Équipage disparu et opération de recherche
Les services d'urgence turcs ont lancé une mission de recherche et de sauvetage immédiate dans les eaux au sud de Silivri. L'opération a mobilisé de nombreuses unités navales du commandement des garde-côtes de Marmara et du Bosphore, des navires de la direction générale de la sécurité côtière et un hélicoptère des garde-côtes pour localiser le vraquier et ses 10 membres d'équipage.
Le bureau du gouverneur d'Istanbul a confirmé les efforts de recherche en cours et l'impossibilité d'établir le contact avec le cargo.
Il est actuellement impossible d'établir le contact avec le cargo Tugberk Imamoglu et ses 10 membres d'équipage.
Les tentatives du centre de coordination de recherche et de sauvetage pour contacter le navire sont restées sans réponse, et les appels vers les téléphones portables des membres d'équipage ont échoué. La direction turque des affaires maritimes a déclaré que le vraquier est présumé avoir coulé dans les eaux de Marmara.
Le Tugberk Imamoglu ne répond à aucun appel et les téléphones portables de son équipage restent injoignables malgré les tentatives du centre de coordination de recherche et de sauvetage. Il est présumé que le cargo a coulé.
- Tugberk Imamoglu
- 90 m
- Alsu
- 91 m
Profils des navires et voyages prévus
Les données de la chambre de commerce maritime d'Istanbul identifient le Tugberk Imamoglu comme un vraquier de 90 mètres exploité par la compagnie maritime turque Zeybe Denizcilik. Le cargo effectuait un voyage du port méditerranéen d'Iskenderun, dans le sud de la Turquie, vers le port de la mer Noire de Karadenizeregli. Les déclarations officielles n'ont pas précisé la cargaison transportée par le navire lors de son voyage vers le nord.
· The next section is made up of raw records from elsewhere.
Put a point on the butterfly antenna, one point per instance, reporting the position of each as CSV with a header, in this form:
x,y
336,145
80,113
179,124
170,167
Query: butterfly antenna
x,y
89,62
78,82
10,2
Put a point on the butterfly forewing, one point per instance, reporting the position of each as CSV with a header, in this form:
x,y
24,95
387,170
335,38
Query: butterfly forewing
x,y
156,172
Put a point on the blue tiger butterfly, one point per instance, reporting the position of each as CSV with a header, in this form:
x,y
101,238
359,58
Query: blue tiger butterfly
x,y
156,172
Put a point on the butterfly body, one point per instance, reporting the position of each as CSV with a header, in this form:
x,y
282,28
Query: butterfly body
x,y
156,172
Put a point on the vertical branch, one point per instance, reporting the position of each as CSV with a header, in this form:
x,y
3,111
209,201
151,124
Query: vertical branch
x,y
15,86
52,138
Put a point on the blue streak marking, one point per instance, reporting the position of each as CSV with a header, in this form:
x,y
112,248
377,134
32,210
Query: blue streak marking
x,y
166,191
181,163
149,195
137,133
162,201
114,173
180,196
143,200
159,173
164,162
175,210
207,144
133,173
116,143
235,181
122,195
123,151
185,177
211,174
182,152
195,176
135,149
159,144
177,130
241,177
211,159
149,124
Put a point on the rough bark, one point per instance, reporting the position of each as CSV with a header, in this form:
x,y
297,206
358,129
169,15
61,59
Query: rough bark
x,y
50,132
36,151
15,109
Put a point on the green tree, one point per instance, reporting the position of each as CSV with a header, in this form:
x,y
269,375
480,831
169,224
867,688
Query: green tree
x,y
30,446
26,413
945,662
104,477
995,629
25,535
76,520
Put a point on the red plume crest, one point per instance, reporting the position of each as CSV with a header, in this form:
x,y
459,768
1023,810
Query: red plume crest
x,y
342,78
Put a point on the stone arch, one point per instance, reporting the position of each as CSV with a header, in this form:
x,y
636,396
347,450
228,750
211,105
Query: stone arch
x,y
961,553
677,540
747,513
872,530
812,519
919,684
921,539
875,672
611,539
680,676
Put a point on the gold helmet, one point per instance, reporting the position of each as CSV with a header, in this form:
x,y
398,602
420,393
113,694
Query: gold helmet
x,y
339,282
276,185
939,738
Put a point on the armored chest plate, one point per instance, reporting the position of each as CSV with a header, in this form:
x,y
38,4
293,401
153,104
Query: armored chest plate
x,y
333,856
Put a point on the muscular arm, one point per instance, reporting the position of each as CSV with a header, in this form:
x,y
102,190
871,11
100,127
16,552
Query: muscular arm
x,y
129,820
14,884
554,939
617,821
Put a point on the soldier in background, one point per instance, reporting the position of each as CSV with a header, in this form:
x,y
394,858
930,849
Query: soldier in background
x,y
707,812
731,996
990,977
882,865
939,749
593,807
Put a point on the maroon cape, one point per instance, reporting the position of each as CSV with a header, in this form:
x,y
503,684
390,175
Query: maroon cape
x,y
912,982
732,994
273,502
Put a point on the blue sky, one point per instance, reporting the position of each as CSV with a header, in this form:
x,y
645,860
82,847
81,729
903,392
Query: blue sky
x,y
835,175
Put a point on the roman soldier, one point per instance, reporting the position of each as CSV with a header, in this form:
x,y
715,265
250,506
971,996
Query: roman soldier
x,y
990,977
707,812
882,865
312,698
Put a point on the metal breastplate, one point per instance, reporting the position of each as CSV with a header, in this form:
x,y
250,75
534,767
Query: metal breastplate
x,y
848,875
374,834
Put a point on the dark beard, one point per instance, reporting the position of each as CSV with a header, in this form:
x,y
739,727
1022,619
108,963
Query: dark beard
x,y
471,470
Le second navire, l'Alsu, est un chimiquier et pétrolier de 91 mètres appartenant à Ozpulathane Deniz Tasimaciligi. Les données de suivi maritime indiquent que le pétrolier avait quitté le port industriel de Kocaeli, à l'est d'Istanbul, et naviguait vers le sud-ouest en direction du port égéen d'Aliaga.
- Le Tugberk Imamoglu et l'Alsu entrent en collision en mer de Marmara au sud de Silivri
- Le bureau du gouverneur d'Istanbul confirme l'opération de recherche et de sauvetage pour 10 membres d'équipage disparus
- La direction turque des affaires maritimes signale que le vraquier est présumé coulé
Corridor maritime à travers les détroits turcs
La collision s'est produite le long de la route maritime centrale reliant le système des détroits turcs. Le passage maritime comprend le détroit du Bosphore au nord-est et le détroit des Dardanelles au sud-ouest, encadrant la mer de Marmara pour former le seul lien de navigation commerciale entre la mer Noire et la Méditerranée.
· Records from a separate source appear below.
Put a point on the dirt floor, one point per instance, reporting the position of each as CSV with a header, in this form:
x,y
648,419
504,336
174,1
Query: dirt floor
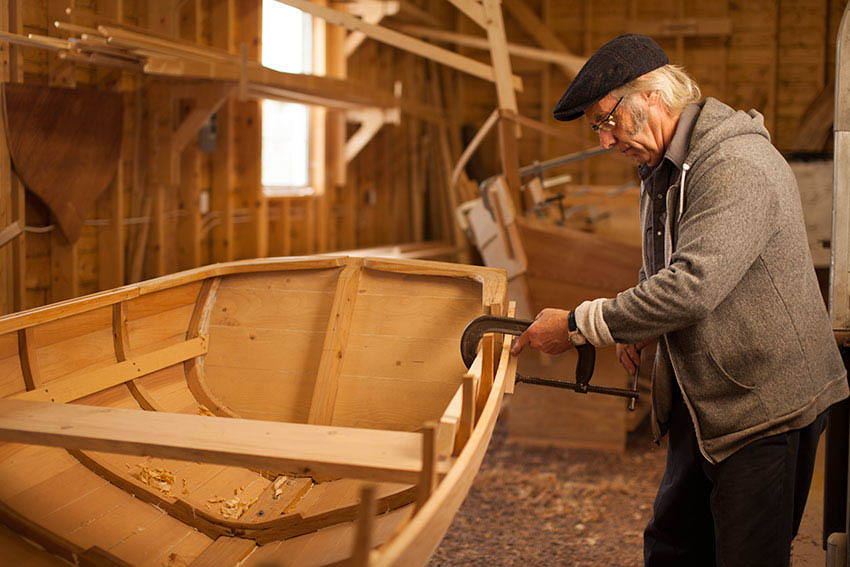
x,y
548,506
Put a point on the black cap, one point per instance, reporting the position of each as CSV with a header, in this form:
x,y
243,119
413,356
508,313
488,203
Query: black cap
x,y
620,61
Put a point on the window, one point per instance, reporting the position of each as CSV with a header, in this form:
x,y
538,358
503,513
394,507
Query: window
x,y
287,41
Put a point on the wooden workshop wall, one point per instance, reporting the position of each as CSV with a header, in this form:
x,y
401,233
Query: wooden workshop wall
x,y
776,57
772,55
150,221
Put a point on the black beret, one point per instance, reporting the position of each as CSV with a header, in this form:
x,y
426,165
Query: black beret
x,y
620,61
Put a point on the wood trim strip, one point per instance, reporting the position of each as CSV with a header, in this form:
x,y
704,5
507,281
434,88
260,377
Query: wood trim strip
x,y
373,454
194,368
10,233
402,41
29,359
336,341
120,335
75,387
38,315
224,551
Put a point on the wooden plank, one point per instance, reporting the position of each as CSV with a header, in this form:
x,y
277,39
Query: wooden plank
x,y
476,12
75,387
29,360
365,526
224,551
328,451
402,41
428,477
335,345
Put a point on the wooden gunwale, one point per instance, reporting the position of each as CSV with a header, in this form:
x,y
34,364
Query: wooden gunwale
x,y
286,526
414,544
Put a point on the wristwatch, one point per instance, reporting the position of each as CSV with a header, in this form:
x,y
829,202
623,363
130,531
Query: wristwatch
x,y
575,335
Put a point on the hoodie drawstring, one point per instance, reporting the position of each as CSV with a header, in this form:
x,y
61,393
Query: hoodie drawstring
x,y
685,168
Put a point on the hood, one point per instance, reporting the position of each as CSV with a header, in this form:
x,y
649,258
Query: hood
x,y
718,122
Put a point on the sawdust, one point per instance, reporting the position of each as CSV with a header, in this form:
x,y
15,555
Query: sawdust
x,y
159,478
233,508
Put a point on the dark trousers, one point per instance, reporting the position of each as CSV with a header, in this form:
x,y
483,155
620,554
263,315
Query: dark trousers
x,y
743,511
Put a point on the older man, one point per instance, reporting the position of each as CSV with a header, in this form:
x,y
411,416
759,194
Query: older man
x,y
746,364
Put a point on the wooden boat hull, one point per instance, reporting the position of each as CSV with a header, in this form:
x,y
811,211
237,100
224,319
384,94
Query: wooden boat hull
x,y
230,414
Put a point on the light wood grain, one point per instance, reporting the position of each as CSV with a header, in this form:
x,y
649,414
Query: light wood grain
x,y
330,451
75,387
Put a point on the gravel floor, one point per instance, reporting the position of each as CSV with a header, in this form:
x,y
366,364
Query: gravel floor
x,y
547,506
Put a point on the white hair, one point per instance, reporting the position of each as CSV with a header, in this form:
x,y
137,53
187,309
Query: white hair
x,y
675,87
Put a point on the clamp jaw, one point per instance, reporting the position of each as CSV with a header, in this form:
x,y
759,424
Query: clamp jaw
x,y
477,328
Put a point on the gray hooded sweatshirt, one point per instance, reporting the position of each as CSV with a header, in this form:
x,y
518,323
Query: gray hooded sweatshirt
x,y
737,309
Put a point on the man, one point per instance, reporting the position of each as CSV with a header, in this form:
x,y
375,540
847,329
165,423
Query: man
x,y
746,363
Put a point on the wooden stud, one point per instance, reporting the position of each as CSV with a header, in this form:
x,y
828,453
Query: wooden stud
x,y
467,414
29,359
336,341
365,526
487,372
120,336
428,477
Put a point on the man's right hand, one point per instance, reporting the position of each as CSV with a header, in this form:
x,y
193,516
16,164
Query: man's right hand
x,y
629,355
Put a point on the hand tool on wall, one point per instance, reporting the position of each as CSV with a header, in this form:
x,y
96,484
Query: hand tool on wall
x,y
479,327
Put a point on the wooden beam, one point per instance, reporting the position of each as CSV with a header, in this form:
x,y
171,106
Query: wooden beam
x,y
537,30
376,455
372,13
336,341
524,51
682,27
401,41
473,9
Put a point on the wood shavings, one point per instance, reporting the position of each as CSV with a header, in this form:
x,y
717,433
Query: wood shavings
x,y
204,410
278,486
159,478
232,508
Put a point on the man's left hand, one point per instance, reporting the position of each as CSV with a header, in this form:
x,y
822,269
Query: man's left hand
x,y
549,333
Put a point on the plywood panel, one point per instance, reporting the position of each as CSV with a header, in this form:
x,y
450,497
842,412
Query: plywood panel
x,y
383,403
264,349
161,537
304,280
272,309
74,326
168,387
159,330
264,394
153,303
24,466
414,316
375,282
78,354
433,360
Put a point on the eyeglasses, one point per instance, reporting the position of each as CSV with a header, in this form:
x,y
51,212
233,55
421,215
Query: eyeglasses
x,y
607,124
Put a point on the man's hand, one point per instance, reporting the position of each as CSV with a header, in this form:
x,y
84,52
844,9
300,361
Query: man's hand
x,y
629,355
549,333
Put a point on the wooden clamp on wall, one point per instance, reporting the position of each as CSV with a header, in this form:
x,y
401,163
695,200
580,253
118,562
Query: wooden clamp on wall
x,y
10,233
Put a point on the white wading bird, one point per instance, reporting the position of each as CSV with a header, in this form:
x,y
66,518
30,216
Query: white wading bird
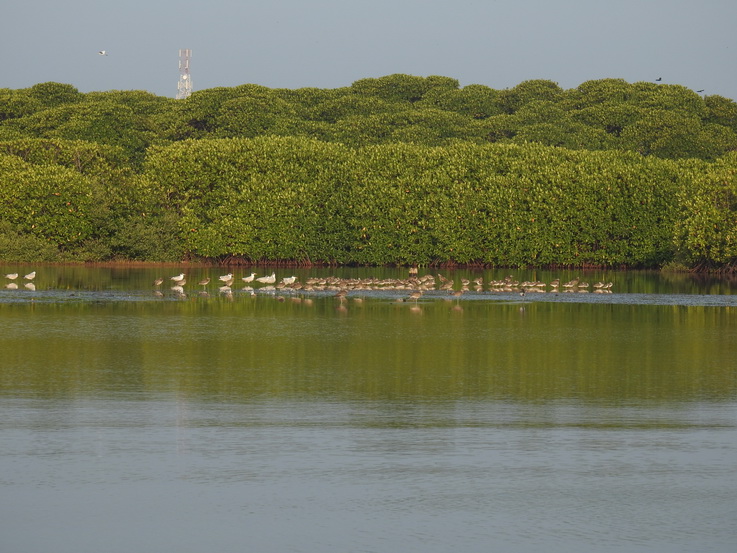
x,y
267,280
Des centaines de milliers de navires marchands transitent chaque année entre la Méditerranée et la mer Noire par ces eaux, transportant du pétrole, des marchandises en vrac et des conteneurs. Les opérations de recherche et de sauvetage restent actives au large de Silivri tandis que les équipes navales continuent de ratisser la surface à la recherche des 10 marins disparus.